Già una persona normale resterebbe segnata psicologicamente in modo irreversibile da simili trattamenti, ma al-Qahtani aveva l’aggravante di soffrire di schizofrenia per una concussione cerebrale subita da bambino. Gli stessi psichiatri della base sono giunti alla conclusione che la sua instabilità mentale è stata gravemente peggiorata da questo trattamento. E comunque le confessioni estratte con la tortura non possono essere portate in tribunale. Dopo due decenni di prigionia senza speranza di una soluzione legale, una commissione di tutti gli enti della Sicurezza, incluso il Pentagono, è giunta dunque alla conclusione che l’unica strada per al-Qahtani è in rientro nella natia Arabia Saudita, dove la famiglia si prenderebbe cura di lui e le autorità lo ricovereranno in un centro psichiatrico specializzato nel recupero di estremisti. Sarà solo il secondo prigioniero di Guantanamo rilasciato da Biden, l’altro è stato il 56enne marocchino Abdul Latif Nasser, lo scorso luglio. Il presidente si è sempre detto favorevole alla chiusura di Guantanamo, e anzi durante la presidenza di Obama fu incaricato di facilitare personalmente il rientro di decine di prigionieri e contrattò con vari Paesi perché quest’ultimi potessero essere rimandati in patria.
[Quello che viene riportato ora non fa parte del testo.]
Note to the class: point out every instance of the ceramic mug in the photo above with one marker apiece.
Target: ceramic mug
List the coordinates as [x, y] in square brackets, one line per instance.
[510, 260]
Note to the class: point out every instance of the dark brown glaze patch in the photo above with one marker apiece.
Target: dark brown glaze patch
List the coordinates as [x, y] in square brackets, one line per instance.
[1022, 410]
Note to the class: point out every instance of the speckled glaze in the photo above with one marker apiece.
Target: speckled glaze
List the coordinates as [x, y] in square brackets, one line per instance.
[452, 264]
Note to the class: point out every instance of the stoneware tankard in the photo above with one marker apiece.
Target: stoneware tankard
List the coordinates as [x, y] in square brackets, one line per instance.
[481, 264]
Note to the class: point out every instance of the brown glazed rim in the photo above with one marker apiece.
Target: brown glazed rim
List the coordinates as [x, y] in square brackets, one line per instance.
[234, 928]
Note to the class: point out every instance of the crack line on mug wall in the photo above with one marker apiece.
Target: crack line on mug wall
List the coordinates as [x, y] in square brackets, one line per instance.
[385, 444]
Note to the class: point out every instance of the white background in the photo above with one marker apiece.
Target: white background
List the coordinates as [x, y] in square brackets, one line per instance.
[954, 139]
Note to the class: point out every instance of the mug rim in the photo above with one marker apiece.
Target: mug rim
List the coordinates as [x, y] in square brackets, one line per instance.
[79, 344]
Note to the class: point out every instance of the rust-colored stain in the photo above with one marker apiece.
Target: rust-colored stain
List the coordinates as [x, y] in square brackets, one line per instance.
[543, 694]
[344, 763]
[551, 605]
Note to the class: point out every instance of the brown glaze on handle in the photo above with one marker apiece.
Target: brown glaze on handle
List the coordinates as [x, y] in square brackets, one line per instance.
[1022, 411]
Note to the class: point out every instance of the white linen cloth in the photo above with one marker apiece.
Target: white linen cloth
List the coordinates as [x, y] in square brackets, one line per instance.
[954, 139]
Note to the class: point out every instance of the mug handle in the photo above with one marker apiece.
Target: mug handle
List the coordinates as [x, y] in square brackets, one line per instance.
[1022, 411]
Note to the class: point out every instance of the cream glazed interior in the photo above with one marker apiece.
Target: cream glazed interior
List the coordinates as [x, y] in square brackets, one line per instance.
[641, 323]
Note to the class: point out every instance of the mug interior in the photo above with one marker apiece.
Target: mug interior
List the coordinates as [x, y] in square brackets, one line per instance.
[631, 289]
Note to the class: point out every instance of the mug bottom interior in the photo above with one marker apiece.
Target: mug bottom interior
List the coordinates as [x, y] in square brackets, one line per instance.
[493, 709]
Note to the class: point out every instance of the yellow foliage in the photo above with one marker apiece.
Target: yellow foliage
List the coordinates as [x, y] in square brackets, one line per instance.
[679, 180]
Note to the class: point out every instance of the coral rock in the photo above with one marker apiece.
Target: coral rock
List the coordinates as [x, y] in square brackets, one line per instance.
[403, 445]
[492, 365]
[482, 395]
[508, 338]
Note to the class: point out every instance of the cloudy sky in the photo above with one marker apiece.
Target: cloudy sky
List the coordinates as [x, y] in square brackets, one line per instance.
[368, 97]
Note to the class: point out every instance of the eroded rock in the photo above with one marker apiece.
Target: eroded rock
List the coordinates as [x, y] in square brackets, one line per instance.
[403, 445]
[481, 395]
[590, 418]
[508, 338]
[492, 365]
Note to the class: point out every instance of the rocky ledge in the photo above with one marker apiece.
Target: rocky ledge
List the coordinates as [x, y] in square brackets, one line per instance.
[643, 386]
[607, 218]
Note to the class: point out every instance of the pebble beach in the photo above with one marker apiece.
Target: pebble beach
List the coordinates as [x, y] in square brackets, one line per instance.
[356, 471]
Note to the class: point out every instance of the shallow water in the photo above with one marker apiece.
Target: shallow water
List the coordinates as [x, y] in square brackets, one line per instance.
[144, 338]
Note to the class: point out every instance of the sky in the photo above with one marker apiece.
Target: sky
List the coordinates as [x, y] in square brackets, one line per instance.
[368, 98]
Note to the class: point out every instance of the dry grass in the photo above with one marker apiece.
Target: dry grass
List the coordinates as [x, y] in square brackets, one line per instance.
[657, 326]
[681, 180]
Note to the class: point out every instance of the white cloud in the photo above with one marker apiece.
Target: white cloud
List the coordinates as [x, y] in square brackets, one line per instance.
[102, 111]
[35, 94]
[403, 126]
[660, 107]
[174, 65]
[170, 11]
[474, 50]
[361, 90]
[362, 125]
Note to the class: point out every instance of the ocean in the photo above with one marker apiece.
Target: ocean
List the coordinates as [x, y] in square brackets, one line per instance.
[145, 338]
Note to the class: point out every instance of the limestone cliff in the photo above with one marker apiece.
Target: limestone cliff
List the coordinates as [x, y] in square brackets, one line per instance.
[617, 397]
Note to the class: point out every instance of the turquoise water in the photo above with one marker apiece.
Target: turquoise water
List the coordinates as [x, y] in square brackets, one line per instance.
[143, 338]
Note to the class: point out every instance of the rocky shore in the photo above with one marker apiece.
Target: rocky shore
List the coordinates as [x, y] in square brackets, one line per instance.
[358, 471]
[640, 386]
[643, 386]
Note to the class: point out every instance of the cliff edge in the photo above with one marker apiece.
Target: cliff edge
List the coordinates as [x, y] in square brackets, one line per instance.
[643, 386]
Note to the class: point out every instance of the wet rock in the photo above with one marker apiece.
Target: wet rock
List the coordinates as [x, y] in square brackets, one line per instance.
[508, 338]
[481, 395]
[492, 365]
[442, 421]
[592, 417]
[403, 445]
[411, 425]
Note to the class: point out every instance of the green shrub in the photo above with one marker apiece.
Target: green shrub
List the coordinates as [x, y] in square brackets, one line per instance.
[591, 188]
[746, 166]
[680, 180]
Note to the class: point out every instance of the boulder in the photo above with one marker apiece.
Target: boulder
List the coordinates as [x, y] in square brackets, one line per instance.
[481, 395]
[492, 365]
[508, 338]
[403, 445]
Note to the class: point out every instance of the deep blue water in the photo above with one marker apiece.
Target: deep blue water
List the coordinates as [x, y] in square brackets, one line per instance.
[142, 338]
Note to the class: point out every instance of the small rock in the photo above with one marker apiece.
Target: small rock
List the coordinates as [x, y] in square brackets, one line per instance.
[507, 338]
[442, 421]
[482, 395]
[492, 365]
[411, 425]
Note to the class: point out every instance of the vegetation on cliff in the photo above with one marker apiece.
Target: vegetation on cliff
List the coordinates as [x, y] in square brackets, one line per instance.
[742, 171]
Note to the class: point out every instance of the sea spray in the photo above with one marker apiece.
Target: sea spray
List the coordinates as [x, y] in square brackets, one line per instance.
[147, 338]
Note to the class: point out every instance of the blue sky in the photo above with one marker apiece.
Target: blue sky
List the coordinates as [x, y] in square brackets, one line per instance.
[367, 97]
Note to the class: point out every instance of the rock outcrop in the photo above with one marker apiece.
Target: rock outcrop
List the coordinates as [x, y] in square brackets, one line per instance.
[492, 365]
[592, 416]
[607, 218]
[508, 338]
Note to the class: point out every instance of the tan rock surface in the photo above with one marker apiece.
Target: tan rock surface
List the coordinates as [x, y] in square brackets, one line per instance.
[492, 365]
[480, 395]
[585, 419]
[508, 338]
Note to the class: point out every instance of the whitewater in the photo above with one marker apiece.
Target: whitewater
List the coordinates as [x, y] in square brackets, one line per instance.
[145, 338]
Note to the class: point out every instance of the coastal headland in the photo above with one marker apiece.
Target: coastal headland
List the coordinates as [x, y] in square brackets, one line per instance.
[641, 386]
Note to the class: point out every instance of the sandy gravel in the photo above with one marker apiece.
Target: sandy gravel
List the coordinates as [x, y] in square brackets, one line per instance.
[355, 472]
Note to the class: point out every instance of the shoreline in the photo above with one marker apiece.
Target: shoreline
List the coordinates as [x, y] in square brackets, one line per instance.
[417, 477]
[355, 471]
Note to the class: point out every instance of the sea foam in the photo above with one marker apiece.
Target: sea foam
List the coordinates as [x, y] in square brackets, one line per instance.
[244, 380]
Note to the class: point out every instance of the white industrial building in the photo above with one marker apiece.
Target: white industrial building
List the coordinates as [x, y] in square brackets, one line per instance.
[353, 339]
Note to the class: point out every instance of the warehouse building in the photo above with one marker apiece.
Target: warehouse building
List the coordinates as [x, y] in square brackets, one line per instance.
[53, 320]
LA PRIGIONE INCUBO DEMMa la chiusura di questa prigione che Bush creò per poter incarcerare i terroristi senza portarli in territorio statunitense, è una spina nel fianco dei democratici. Bush stesso rimandò a casa quasi 500 degli uomini che vi aveva fatto rinchiudere. Obama tentò ripetutamente di liquidarla e trasferire quelli che restavano in un carcere di alta sicurezza negli Usa, a fu rintuzzato al Congresso che glielo vietò. Biden ha promesso a sua volta di farlo.
Oramai in quella base navale Usa in un angolo dell’isola di Cuba rimangono solo 39 detenuti. Diciannove potrebbero essere rimandati a casa se non fosse che per almeno una decina di loro i Paesi di origine, Yemen e Somalia, non offrono garanzie. Altri dieci sono in attesa di processo o in corso di processo, e fra questi la mente dell’Undici Settembre, Khalid Sheik Mohammed. Un processo che va a rilento non solo per la pandemia, ma anche perché lui stesso fu torturato, e i legali devono destreggiarsi fra informazioni ammissibili in tribunale e quelle invalidate dal peccato originale delle sevizie.